К моему удивлению, дверь квартиры восемьдесят семь, где проживал Герман Михайлович Панкин, мой черный человек, призрак, который ворвался в мою жизнь, перевернул ее и, неузнанный, исчез навеки, была чуть приоткрыта. Никаких звуков праздника слышно не было, что меня несколько приободрило.
В открытую дверь всегда неловко стучаться, но мне все-таки пришлось это сделать. Никто на мой стук не ответил. Я вынужден был без приглашения войти в ярко освещенный, богато обставленный холл, пол которого был устлан синим ковром. На стене в холле висела полутораметровая картина Клиффа Оллингтона – популярного в семидесятые годы английского художника, писавшего в стиле Пикассо. Изображенные на ней фигуры, разделенные на геометрические плоскости, вступали в диссонанс с мягким колоритом картины, зато своей надломленностью точно соответствовали моему душевному состоянию и всей ситуации в целом.
Кем же, интересно, был этот господин Панкин? В его жилище витал тонкий аромат духов. Аромат утонченных женщин, одновременно бесстыдный и горький, но всегда притягательный. Такая квартирка и такие женщины стоят уйму денег!

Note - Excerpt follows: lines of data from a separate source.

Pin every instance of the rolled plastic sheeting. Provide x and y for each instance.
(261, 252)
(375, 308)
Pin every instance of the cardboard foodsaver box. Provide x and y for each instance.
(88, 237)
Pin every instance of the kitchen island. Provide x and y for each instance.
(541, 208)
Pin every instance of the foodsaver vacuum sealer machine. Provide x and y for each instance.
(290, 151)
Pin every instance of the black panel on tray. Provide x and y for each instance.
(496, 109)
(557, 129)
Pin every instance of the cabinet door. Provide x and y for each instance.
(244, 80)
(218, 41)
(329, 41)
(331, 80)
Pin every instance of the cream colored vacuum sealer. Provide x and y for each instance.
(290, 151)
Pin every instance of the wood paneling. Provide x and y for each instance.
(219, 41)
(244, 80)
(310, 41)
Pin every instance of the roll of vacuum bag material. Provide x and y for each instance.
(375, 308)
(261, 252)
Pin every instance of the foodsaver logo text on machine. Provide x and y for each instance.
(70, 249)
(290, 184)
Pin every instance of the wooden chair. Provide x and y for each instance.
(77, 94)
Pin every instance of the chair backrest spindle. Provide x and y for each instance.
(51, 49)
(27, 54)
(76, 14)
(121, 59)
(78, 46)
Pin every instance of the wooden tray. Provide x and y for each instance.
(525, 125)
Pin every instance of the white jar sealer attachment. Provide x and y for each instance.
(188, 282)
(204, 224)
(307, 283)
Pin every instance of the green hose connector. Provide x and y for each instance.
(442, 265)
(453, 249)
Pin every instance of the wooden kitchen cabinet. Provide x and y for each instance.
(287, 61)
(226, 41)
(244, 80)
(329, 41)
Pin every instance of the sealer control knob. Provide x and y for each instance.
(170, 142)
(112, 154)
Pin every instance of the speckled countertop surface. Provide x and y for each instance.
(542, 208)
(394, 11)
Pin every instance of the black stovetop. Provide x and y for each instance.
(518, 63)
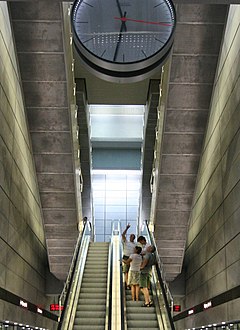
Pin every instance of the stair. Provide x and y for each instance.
(138, 317)
(91, 308)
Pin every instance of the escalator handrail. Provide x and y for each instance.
(117, 231)
(163, 283)
(63, 298)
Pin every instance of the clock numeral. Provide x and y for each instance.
(144, 53)
(87, 40)
(159, 40)
(161, 3)
(103, 53)
(88, 4)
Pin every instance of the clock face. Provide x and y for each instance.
(123, 35)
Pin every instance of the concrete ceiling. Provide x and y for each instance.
(43, 60)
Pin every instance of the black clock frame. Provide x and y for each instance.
(123, 72)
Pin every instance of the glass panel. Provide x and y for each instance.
(113, 201)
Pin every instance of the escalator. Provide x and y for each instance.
(91, 306)
(138, 317)
(94, 298)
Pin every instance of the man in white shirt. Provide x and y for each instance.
(128, 249)
(141, 241)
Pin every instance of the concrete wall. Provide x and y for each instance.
(212, 258)
(23, 257)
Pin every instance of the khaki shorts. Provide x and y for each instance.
(144, 280)
(125, 267)
(133, 278)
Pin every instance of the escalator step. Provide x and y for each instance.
(142, 324)
(89, 321)
(94, 313)
(89, 327)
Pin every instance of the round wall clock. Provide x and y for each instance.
(123, 40)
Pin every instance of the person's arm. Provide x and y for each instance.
(144, 262)
(124, 233)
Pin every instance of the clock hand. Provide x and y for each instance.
(121, 14)
(125, 19)
(119, 38)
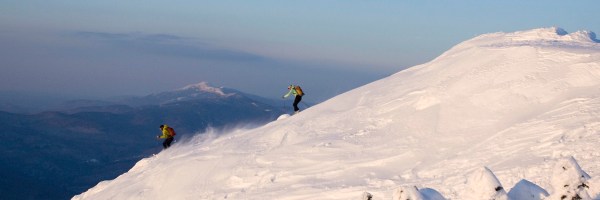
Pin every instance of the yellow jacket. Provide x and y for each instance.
(166, 132)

Все двери, выходившие в коридор, были распахнуты настежь. За дверью слева, очевидно, находился кабинет хозяина. Из холла был хорошо виден угол массивного стола, монитор компьютера и какая-то штука, похожая на факс. Напротив входной двери явно была гостиная.
– Здра-а-авствуйте! – крикнул я в глубь квартиры, растягивая «а», будто это могло помочь хозяевам расслышать меня получше. Поскольку никто не отозвался, мне пришлось крикнуть еще раз: – Есть здесь кто-нибудь?!
Полная тишина. Я вошел в гостиную – полукруглую комнату, обставленную диванами и мягкими креслами. За стеклами шкафов разместилась целая коллекция маленьких флакончиков чеканной работы с серебряными крышечками, возможно, для ароматических солей или духов. В свете огромной причудливой люстры испускали разноцветные искры хрустальные флаконы, переливались маленькие золотые амфоры, инкрустированные драгоценными камнями… Ничего подобного раньше мне не приходилось видеть. Изысканно и необычайно прелестно. Искрящееся, как шампанское, прошлое, оттененное кружевами…
На столиках и старинных тумбочках тонкой работы стояли великолепные хрупкие украшения: статуэтки из алебастра и порфира, саксонский фарфор, часики эпохи Людовика XV – настоящий музей!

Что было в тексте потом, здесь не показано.